Notte a Burano
The night radically changes the appearance of Burano. With the last vaporetto returning to Venice disappear all the visitors who had filled the streets throughout the day. Those who wandered watching curious the windows offering the work of merletto; those who have tried the buranelli, the typical biscuits of the island, in the form of thread or ‘s’; those who have not taken an eye out of the camera or the cell phone, and those who are clueless, having been close to fall dawn to the canal water.
The shops close and the few figures that remained on the street begin the way back to their homes, there is some unrepentant soul in the only bar trying to delay a more or less generalized blackout.
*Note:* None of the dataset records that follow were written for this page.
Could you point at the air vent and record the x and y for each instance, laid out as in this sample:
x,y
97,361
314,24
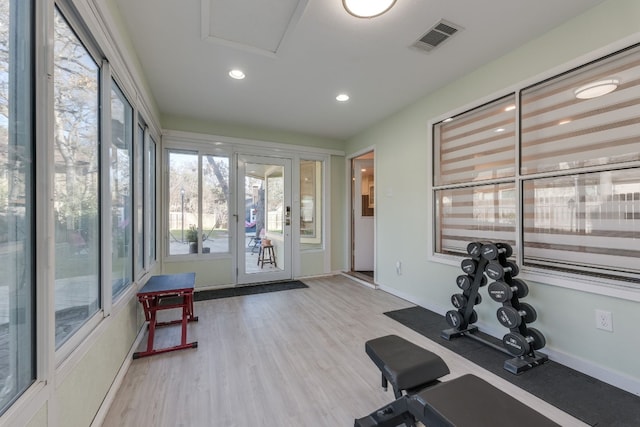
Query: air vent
x,y
437,35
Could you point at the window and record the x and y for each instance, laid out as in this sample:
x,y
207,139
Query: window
x,y
215,204
576,176
76,182
586,216
198,220
311,204
139,200
151,201
17,293
474,155
121,197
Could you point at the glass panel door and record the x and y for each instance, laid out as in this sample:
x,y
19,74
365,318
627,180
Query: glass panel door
x,y
264,219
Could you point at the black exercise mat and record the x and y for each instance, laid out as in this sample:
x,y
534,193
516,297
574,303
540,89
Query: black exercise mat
x,y
588,399
248,290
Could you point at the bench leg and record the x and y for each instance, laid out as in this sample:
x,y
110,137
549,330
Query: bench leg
x,y
391,415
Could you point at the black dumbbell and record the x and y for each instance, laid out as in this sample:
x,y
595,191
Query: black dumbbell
x,y
475,248
464,281
510,317
460,300
502,291
492,250
496,271
519,345
469,265
455,319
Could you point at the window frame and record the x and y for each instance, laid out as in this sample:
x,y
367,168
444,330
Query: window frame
x,y
201,153
585,282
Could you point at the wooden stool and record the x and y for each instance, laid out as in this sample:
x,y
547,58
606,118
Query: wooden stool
x,y
266,255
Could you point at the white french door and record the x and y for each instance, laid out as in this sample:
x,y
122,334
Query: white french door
x,y
264,215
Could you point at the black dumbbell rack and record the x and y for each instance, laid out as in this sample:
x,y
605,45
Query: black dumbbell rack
x,y
522,341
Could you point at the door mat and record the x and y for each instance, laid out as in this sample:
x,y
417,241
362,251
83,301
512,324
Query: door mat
x,y
588,399
248,290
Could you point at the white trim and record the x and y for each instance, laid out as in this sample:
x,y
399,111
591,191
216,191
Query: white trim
x,y
174,136
112,393
104,170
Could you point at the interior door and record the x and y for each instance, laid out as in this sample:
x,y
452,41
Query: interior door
x,y
363,214
264,219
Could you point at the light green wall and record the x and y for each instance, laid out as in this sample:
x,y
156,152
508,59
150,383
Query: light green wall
x,y
404,216
40,418
339,214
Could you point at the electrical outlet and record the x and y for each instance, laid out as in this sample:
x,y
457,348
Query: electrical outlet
x,y
604,320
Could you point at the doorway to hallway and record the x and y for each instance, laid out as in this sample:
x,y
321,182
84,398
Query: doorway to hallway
x,y
363,217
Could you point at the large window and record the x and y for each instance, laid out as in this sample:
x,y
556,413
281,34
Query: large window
x,y
586,215
574,189
475,195
17,295
198,223
76,182
139,200
121,197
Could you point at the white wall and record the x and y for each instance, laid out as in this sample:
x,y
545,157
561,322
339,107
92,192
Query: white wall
x,y
403,172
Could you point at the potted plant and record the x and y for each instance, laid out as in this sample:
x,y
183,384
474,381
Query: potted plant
x,y
192,238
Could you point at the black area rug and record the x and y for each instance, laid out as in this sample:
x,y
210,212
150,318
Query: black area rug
x,y
588,399
248,290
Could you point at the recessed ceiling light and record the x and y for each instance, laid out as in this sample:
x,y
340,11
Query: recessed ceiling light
x,y
367,8
596,89
236,74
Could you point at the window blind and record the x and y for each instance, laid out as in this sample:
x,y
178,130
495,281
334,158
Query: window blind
x,y
477,145
464,215
560,131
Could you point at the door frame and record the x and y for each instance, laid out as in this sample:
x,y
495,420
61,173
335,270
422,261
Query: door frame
x,y
351,194
284,257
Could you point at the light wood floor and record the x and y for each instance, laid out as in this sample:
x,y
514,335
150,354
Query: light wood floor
x,y
291,358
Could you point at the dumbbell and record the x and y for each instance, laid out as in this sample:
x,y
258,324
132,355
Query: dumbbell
x,y
469,265
519,345
492,250
502,291
460,301
455,318
475,248
510,317
496,271
464,281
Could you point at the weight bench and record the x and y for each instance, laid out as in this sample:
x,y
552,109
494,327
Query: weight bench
x,y
466,401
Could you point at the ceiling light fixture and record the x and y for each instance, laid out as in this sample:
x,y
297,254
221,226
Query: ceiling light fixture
x,y
596,89
236,74
367,8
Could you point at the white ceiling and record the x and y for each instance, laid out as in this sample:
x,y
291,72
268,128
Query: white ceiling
x,y
299,54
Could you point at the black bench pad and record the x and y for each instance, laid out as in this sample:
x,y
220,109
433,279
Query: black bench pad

The reflections on the water are transformed, the vivid colours that characterize the island disappear and these become timid lights that barely illuminate houses doors or the empty passages. They suggest the embrace of a dreamlike fog that, in wintertime, pretends to cover even the outstanding leaning of San Martino bell tower. The echo of the steps refers to some criminal who tries to perpetrate an unknown crime protected by the darkness, but there is no one to attack but yourself, but the water is too cold and it is late, even for night owls. (Do not forget that it's already eight). At half hour past seven in the evening there is no shop left open, nor the restaurants, but one, irreducible, which houses the last drinks of the local customers. At the bar, the three waitresses, who in their black uniform looked like three young widows, arrange tables and chairs. Soon there will not be a soul, even Fondamenta degli Assassini, the murderers’ alley, will be emptied... you will not be able to kill time either.
On an ochre wall, a Madonna holds the child who seems to stare at the light of a street lamp, on San Martino facade the electric flame survives, perpetually paying tribute to the Great War fallen, the patera with the winged lion of San Marco, next to the door where the Uffici Comunale di Burano once stood, showing the open gospel book with the words: PAX TIBI MARCE, EVANGELISTA MEVS.
And even so, the nights are faintly dyed in the same colours of each façade, slightly, with the austerity that the scarce visibility provides, they suggest foreign memories, of strangers, borrowed during a moment to feed the imagination. Burano, at night, fades in the shadows of the lagoon, forging the matter with which dreams are made.